About the Role
We are seeking a Senior Data Engineer to build and stabilize the next generation of Cake Digital Bank's unified data infrastructure — powering analytics, dashboards, and real-time intelligence across the organization.
You will work across streaming, batch, and lakehouse layers, ensuring that our data pipelines and platforms — BigQuery, Doris, and Iceberg — operate with reliability, observability, and cost-efficiency.
This role is central to the evolution of Cake's data mesh and lakehouse architecture, where dashboards, dbt transformations, and machine-learning features all depend on a stable, scalable, and auditable data foundation.
Key Responsibilities
1. Data Infrastructure Stability & Reliability
- Design, implement, and maintain high-availability data pipelines that replicate data from OLTP systems to analytical warehouses (BigQuery, Doris)
- Build resilience and recovery patterns — checkpointing, replay queues, schema-aware ingestion, deduplication, and versioned storage.
- Lead incident response, RCA, and SLA management for data infrastructure components.
- Implement end-to-end observability across ingestion, transformation, and serving layers .
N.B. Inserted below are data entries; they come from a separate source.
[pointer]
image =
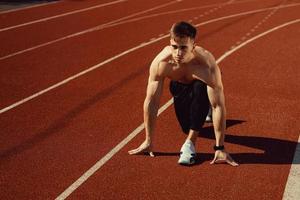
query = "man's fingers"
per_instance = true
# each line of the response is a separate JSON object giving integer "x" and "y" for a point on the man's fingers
{"x": 151, "y": 154}
{"x": 134, "y": 151}
{"x": 232, "y": 162}
{"x": 139, "y": 150}
{"x": 214, "y": 160}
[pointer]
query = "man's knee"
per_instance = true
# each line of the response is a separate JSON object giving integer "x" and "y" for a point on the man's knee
{"x": 200, "y": 89}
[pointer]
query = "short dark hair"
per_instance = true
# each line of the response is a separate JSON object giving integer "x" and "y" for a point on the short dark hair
{"x": 183, "y": 29}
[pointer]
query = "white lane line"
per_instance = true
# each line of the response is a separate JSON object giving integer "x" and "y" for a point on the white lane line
{"x": 29, "y": 7}
{"x": 61, "y": 15}
{"x": 107, "y": 157}
{"x": 292, "y": 188}
{"x": 125, "y": 141}
{"x": 112, "y": 24}
{"x": 5, "y": 109}
{"x": 247, "y": 35}
{"x": 96, "y": 28}
{"x": 78, "y": 75}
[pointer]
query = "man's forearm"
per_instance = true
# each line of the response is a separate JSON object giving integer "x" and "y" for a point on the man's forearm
{"x": 150, "y": 115}
{"x": 219, "y": 122}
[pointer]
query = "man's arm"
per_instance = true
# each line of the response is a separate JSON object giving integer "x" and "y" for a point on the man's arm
{"x": 217, "y": 100}
{"x": 151, "y": 104}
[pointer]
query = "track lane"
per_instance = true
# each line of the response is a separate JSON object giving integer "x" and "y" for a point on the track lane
{"x": 45, "y": 32}
{"x": 89, "y": 125}
{"x": 272, "y": 146}
{"x": 48, "y": 11}
{"x": 56, "y": 60}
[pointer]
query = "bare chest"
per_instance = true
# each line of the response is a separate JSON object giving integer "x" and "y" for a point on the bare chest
{"x": 186, "y": 73}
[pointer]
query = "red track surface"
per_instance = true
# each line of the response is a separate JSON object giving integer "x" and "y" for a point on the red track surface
{"x": 47, "y": 143}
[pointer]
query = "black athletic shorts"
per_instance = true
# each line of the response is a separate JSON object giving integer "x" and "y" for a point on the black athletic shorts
{"x": 191, "y": 104}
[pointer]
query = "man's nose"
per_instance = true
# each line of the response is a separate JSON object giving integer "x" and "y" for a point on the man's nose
{"x": 179, "y": 52}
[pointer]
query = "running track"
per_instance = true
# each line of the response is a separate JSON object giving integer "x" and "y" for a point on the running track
{"x": 73, "y": 78}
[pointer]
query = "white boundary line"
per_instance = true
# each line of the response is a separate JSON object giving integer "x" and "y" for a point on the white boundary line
{"x": 28, "y": 7}
{"x": 117, "y": 22}
{"x": 5, "y": 109}
{"x": 292, "y": 188}
{"x": 117, "y": 148}
{"x": 61, "y": 15}
{"x": 96, "y": 28}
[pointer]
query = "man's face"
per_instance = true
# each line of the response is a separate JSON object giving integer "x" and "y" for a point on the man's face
{"x": 181, "y": 48}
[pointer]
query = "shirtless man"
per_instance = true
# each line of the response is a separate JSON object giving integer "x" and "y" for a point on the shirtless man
{"x": 195, "y": 85}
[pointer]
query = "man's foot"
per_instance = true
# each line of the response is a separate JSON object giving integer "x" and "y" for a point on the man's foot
{"x": 187, "y": 153}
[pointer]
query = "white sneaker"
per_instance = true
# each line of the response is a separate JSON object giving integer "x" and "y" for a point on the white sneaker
{"x": 187, "y": 154}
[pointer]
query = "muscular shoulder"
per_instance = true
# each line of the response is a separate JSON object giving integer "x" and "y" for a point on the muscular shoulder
{"x": 214, "y": 75}
{"x": 205, "y": 56}
{"x": 159, "y": 64}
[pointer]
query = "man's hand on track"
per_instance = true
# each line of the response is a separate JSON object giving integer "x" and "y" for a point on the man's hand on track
{"x": 223, "y": 157}
{"x": 144, "y": 147}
2. Unified Storage & Lakehouse Evolution
- Architect and operationalize Apache Iceberg as the central data storage layer to unify data across BigQuery and Doris.
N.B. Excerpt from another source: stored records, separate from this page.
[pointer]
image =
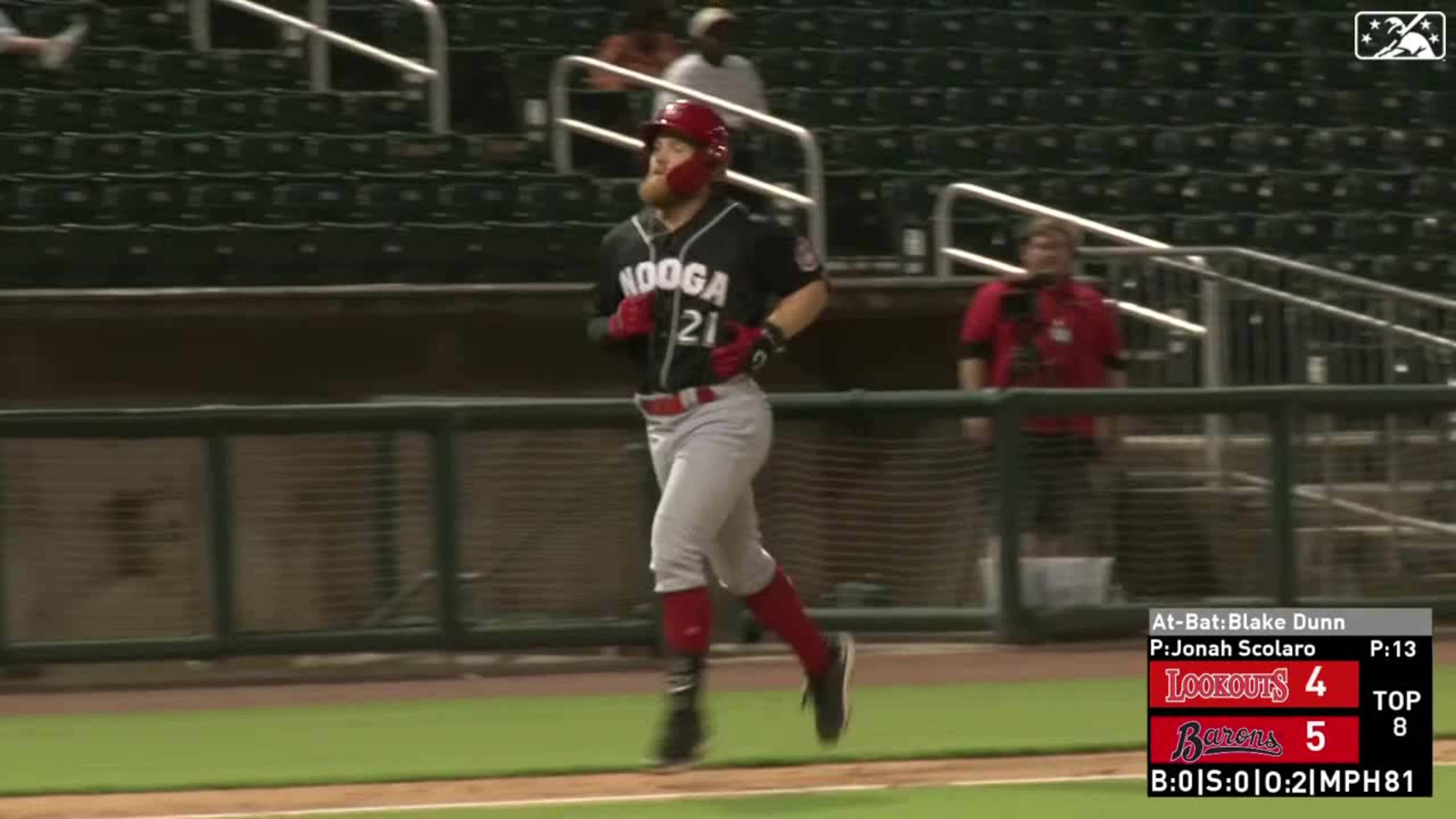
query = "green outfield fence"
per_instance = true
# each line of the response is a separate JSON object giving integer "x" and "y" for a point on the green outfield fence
{"x": 523, "y": 524}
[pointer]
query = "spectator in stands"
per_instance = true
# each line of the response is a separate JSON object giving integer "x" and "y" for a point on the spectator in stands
{"x": 50, "y": 52}
{"x": 1045, "y": 330}
{"x": 648, "y": 46}
{"x": 715, "y": 71}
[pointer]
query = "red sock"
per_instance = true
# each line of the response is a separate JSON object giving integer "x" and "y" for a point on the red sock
{"x": 686, "y": 621}
{"x": 780, "y": 608}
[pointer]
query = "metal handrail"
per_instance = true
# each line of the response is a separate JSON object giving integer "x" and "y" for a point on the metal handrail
{"x": 436, "y": 73}
{"x": 1314, "y": 305}
{"x": 564, "y": 126}
{"x": 1126, "y": 308}
{"x": 1345, "y": 279}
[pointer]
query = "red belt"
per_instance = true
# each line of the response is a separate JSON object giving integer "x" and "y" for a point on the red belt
{"x": 678, "y": 403}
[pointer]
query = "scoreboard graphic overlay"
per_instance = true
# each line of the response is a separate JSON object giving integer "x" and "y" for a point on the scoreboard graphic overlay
{"x": 1289, "y": 703}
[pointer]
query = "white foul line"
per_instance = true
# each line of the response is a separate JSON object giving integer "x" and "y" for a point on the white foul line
{"x": 568, "y": 802}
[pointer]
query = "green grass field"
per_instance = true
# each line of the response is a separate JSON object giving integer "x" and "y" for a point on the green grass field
{"x": 574, "y": 735}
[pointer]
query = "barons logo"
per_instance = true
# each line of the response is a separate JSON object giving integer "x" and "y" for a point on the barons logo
{"x": 1272, "y": 686}
{"x": 1194, "y": 742}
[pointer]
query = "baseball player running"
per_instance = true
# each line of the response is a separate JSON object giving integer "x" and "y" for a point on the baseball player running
{"x": 683, "y": 291}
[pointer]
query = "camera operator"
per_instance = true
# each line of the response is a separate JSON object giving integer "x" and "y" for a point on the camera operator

- Define data layout, partitioning, compaction, and schema evolution strategy for Iceberg tables stored on GCS.
- Design cross-system metadata synchronization between Iceberg catalog, BigQuery external tables, and Doris engines.
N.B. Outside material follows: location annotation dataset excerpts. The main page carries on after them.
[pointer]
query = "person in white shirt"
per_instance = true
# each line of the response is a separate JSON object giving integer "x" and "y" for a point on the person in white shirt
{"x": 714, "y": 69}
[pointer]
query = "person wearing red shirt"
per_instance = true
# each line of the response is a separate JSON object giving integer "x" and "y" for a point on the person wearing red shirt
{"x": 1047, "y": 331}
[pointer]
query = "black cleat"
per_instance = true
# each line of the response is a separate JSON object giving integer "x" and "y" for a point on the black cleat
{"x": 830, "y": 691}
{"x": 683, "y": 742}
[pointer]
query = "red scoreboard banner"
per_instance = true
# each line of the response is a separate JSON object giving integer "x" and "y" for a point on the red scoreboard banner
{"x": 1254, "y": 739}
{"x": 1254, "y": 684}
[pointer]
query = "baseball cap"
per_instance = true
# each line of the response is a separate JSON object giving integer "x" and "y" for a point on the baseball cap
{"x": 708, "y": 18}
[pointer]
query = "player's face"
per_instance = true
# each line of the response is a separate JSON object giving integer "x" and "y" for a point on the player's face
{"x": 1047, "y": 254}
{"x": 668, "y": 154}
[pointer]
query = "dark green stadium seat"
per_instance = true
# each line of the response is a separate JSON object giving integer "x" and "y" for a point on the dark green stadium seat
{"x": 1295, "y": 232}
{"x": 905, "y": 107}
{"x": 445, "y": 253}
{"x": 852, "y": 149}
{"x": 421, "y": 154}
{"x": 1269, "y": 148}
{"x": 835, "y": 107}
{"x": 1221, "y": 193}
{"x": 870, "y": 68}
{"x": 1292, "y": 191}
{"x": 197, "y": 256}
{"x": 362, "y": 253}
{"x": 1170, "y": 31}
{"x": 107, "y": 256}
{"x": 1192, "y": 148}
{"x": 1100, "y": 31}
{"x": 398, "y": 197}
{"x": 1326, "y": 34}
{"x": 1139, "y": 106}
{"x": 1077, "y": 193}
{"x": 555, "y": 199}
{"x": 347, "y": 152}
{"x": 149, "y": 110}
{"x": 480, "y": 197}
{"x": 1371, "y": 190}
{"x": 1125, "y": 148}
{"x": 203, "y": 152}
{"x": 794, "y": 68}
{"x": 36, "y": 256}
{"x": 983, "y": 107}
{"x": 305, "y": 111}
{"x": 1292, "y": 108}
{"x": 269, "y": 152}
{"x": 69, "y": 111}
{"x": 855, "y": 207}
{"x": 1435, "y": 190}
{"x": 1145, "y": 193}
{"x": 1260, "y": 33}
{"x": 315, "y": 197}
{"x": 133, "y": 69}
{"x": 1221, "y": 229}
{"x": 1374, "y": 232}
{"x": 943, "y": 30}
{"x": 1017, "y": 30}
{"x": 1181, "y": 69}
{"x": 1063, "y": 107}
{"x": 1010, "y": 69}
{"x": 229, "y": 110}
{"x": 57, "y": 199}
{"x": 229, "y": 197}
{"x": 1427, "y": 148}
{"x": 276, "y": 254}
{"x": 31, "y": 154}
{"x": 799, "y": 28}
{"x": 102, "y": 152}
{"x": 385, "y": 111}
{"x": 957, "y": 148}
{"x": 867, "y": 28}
3. Platform Automation & Scalability
- Develop and maintain infrastructure-as-code (Terraform, Helm, Config Sync) for Airflow, Flink, Doris, and BigQuery resources.
- Build self-service templates for creating new pipelines, enabling consistent deployment and monitoring.
- Optimize data infrastructure configurations to support workload growth while controlling costs.
- Automate schema detection, dependency validation, and backfill workflows for safe and predictable releases.
4. Data Governance, Quality & Security
- Integrate with DataHub to maintain end-to-end lineage, glossary, and policy-tag enforcement.
- Apply column-level security and row-level policies for sensitive and restricted data (PII, PCI, financial metrics)in BigQuery and Doris.
- Establish validation checks and data contracts to ensure quality and consistency across streaming and batch paths.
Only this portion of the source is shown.